Following his unsuccessful presidential run, Harresh Thayakaanthan is running for AMS VP academic and university affairs (VPAUA) on a platform of affordability, increasing support systems and social justice.
Thayakaanthan sees the VPAUA race as another opportunity to get involved in the AMS after losing the presidential race to current VP Administration Cole Evans in the general election.
“I did lose. I can either be sad about it or take the opportunity that’s given to me … another option that came by,” the third-year science student and current president of the Resident Hall Association (RHA) said.
Thayakaanthan’s platform for VPAUA includes many of the same platform points as his presidential platform, as he acknowledged that many of his presidential goals fell under the VPAUA portfolio.
“[In] my last election, I noticed that a lot of my goals that I had as an executive member of AMS intersect with the VPAUA portfolio and ... I’m still able to advocate for those topics that I was really passionate about under the VPAUA portfolio as well,” he said.
One of those major points is increasing affordability, with four main pillars: open educational resources (OERs), food insecurity, graduate student affordability and advocacy for more affordable education.
“Affordability plays a major role in many aspects students face. [It] impacts the way they interact with their friends, their social experience as well as in their academics [and] in mental health and how to engage with the whole community itself,” Thayakaanthan said.
He suggested including a question about the cost of textbooks in course evaluations to raise faculty awareness about the cost of classroom materials, which would require buy-in from the UBC Senate. He also wants the AMS to develop a master list of textbook costs across the university.
As a long-term project, Thayakaanthan hopes to use that data to develop a list of the top 1,000 textbooks that are the most expensive for students and invite professors at UBC to create OERs themselves.
He then stressed the importance of working on food insecurity in conjunction with lowering textbook costs.
“It's not acceptable to see that our students sometimes choose to buy a necessary textbook over feeding themselves,” Thayakaanthan said.
He also wants to increase mental health resources, sexual violence support and accessibility. But when asked about the recent draft of UBC’s sexual misconduct policy (SC17), he said that he had not done “extensive research” on the policy.
The final emphasis of his platform, social justice, centres around increasing support for student activism, Indigenous rights and equity and inclusion.

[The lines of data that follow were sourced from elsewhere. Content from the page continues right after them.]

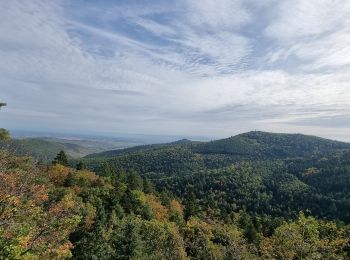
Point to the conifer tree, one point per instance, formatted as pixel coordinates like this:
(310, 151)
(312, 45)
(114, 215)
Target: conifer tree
(61, 158)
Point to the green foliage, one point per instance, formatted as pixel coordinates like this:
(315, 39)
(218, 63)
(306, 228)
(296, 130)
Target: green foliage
(61, 158)
(4, 135)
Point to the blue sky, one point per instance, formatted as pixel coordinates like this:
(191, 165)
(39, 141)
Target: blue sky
(213, 68)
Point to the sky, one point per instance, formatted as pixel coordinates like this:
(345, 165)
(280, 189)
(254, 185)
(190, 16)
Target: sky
(186, 67)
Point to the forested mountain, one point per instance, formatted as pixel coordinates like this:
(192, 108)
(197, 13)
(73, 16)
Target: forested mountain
(265, 174)
(45, 148)
(181, 200)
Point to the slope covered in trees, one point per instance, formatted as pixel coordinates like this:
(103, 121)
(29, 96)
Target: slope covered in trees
(172, 201)
(265, 174)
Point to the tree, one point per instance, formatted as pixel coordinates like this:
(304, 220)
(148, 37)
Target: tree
(61, 158)
(80, 166)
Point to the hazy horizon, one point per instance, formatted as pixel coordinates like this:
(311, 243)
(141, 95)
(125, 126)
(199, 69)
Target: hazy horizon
(181, 68)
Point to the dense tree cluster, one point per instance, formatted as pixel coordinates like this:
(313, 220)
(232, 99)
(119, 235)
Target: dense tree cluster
(173, 202)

“Indigenous reconciliation is something that we have committed to prioritizing and to accomplish this priority we need to deconstruct the pervasive nature of colonial attitudes and behaviours on this campus,” he said, mentioning the lack of Indigenous staff within the AMS as a major issue, along with the lack of training on Indigenous history in Canada in the AMS.

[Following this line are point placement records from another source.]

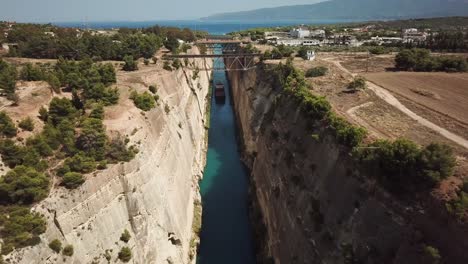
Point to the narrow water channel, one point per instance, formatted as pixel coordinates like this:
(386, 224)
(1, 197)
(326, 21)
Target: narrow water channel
(225, 235)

Thayakaanthan said that coming from outside the AMS may pose a bit of a challenge, but he’s confident his transition would be smooth. Rather, he said his biggest challenge in this role would be balancing his relationship between the university and students.
“Finding that balance, it’s going to be … hard, but it’s going to be trial and error,” he said. “[In my experience], I think I’ve been able to acquire skills to understand how to do that.”